ENCUENTRO LAICADO MISIONERO EN ZARAGOZA

Este año, todo el inicio de curso misionero,  se revoluciona y se llena de Buena Nueva con motivo de la proclamación por parte del Papa Francisco del mes de Octubre como Mes Extraordinario Misionero.

Con este motivo, la Diócesis de Aragón, a través de sus delegaciones de misiones, han realizado la XXX Jornada de Reflexión y Animación Misionera, con el título Bautizados y Enviados: Misioneros Laicos.

Y para llevarla a cabo, nos invitaron a los laicos y laicas combonianos a estar presentes en ella y de modo especial en la Mesa Redonda “Tú eres una Misión en el Mundo”.

Y por este motivo, yo me cogí el tren y me fui para Zaragoza a compartir esta preciosa jornada.

Allí pasé el día, rodeada de misioneros y misioneras aragoneses.

Yo he de compartiros que además estaba muy a gusto y feliz porque entre las participantes….enseguida detecté que estaban las hermanas combonianas que viven en Zaragoza. Y como podéis imaginar me trataron de maravilla. Éramos ejemplo de familia misionera, “las combonianas”, una laica y las hermanas. Y nos veían juntas y nos preguntaban y se sorprendían porque nos conocíamos.

Entre el laicado misionero, me sentí en familia. Y coincidió que éramos todas mujeres. Estábamos junto a laicas de Ocasha y misioneras de Ekumene y de MISEVI. Además estuvo contando su experiencia Teresa López, laica salesiana, que ha estado doce años en Etiopía.
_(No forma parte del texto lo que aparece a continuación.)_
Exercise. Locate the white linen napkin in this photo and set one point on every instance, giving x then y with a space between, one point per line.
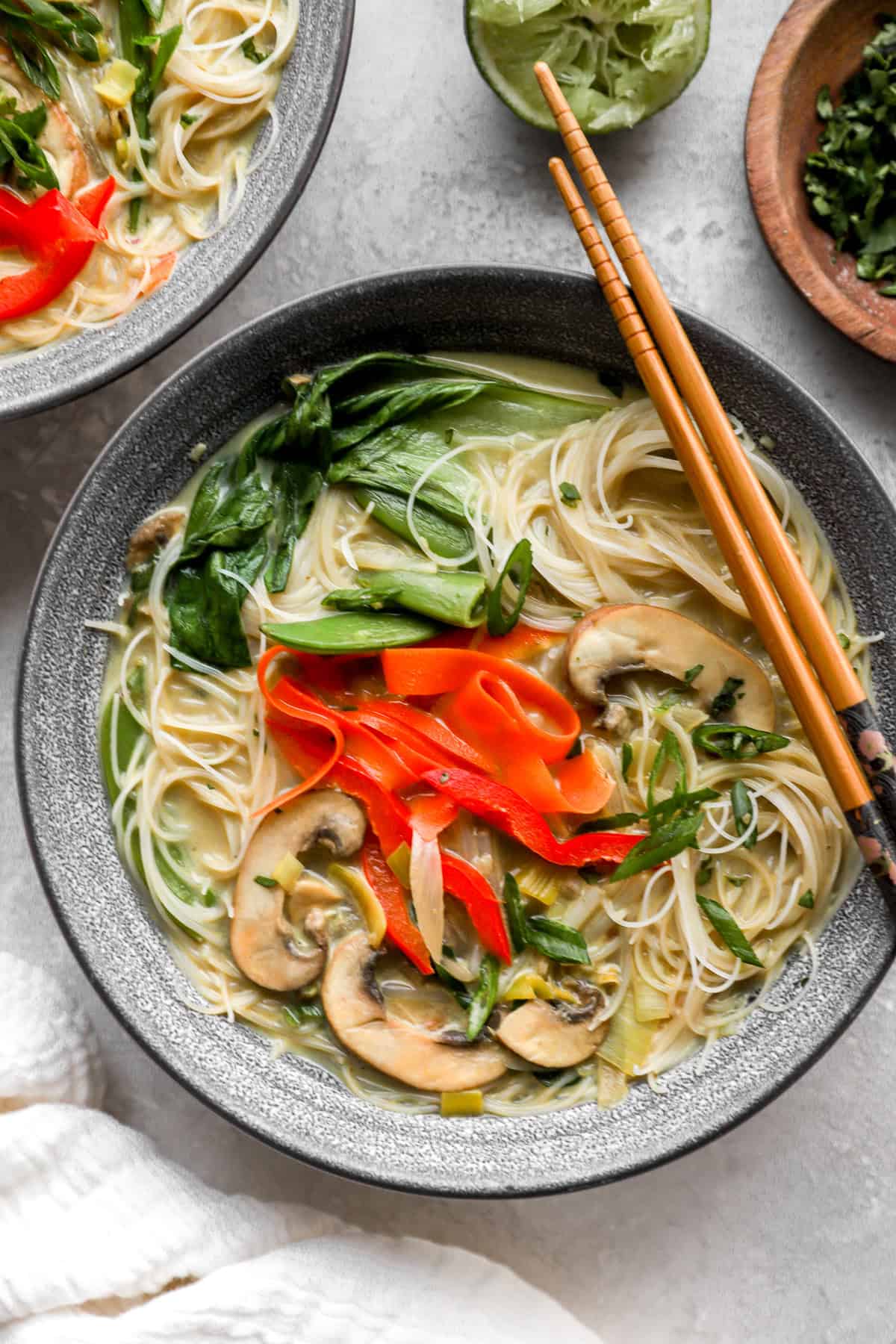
105 1242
Fue como voluntaria para un año y…”me sedujiste Señor y me dejé seducir”. Qué os voy a contar que no sepáis de esta seducción misionera. Por cierto, claro que sí, se ofrece para cualquier duda que tengamos sobre Etiopía o por si tú, David,  quieres contactar con ella. Para quien no lo sepa, David, es LMC que está de misión de Etiopía.

Como laicas misioneras expusimos los carismas de nuestros grupos, la misión ad gentes y la misión “aquí” que realizamos, las dificultades y retos misioneros que vivimos. ¡Qué riqueza y diversidad nos ha regalado el Espíritu Santo!. Sentir una misión en salida, ir a las periferias, el reto de las personas migrantes, la dificultad para mantener nuestras propias organizaciones compaginándolo con nuestro estar en el mundo, la fragilidad de los proyectos personales, familiares, laborales encuadrados en un proyecto misionero laical, la dureza del retorno, los duelos, etc.. Y coincidimos que o trabajamos todas y todos juntos, religiosas, religiosos, sacerdotes, laicado, o no podremos dar respuestas a los retos actuales.
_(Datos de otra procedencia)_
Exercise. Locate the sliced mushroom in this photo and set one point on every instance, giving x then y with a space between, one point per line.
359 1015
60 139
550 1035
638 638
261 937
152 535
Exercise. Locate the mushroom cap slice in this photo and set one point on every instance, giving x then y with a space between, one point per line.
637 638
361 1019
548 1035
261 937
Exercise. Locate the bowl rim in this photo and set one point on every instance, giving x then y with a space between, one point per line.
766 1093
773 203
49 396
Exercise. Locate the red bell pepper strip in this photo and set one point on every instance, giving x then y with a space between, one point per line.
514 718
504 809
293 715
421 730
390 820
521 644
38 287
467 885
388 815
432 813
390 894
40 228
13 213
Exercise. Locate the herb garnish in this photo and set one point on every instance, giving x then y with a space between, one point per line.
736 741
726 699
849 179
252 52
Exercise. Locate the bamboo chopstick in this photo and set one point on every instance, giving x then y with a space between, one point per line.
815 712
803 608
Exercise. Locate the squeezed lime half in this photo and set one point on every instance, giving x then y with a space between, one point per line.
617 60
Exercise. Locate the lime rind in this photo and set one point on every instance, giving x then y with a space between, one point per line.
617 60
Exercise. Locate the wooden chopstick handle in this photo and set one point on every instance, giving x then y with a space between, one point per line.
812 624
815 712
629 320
Me pareció interesantísima la ponencia  del Padre Juan Esteban Montoya Otalvaro, doctor en Misionología. Recordando los fundamentos del laicado para la Misión, en la etapa preconciliar y postconciliar. Y cuales han de ser fundamento y condiciones  de cualquier laicado en la iglesia. Especialmente me gustó lo referente a los nuevos paradigmas de Misión. Está a punto de publicar un libro de este tema. Lo último en este campo, la misión “trans”. Ahí lo dejo.

Y como cierre, un regalazo. José Luis Lázaro, misionero del IEME en Zimbabwe. Y su padre.

“Yo soy “el padre de José Luis” aquí en España. Cuando llegamos a Zimbabwe para verle, lo primero que nos dijo fue “voy a presentaros a mi familia”. Y nos llevó a ver a sus padres de allí, a quienes le acogieron y le enseñaron la lengua local y le enseñaron a caminar por allí. En aquel poblado, los hombres que son muy amigos, muy amigos, van de la mano. Y mi hijo va de la mano de ellos. Me decían “ahora nosotros somos sus padres”.

José Luis insistió en que una Iglesia y unos cristianos y cristianas que no “estamos en salida”, y que sólo vamos de bautizados, no nos podemos denominar de Cristo. El Mes Misionero Extraordinario, nos lo regala el papa Francisco a toda la Iglesia, no sólo a las Delegaciones de Misiones. A toda la Iglesia, que o es misionera o no es iglesia.

Hasta aquí os cuento. Adelante con la celebración de la “Maximum Illud”.

Una vez más constato que Comboni…es actualidad pura. Y doy gracias a Dios por este carisma que me sigue interpelando para salir de mi casa, de mis seguridades y mirar a quienes sobreviven en la invisibilidad. Bautizada y enviada.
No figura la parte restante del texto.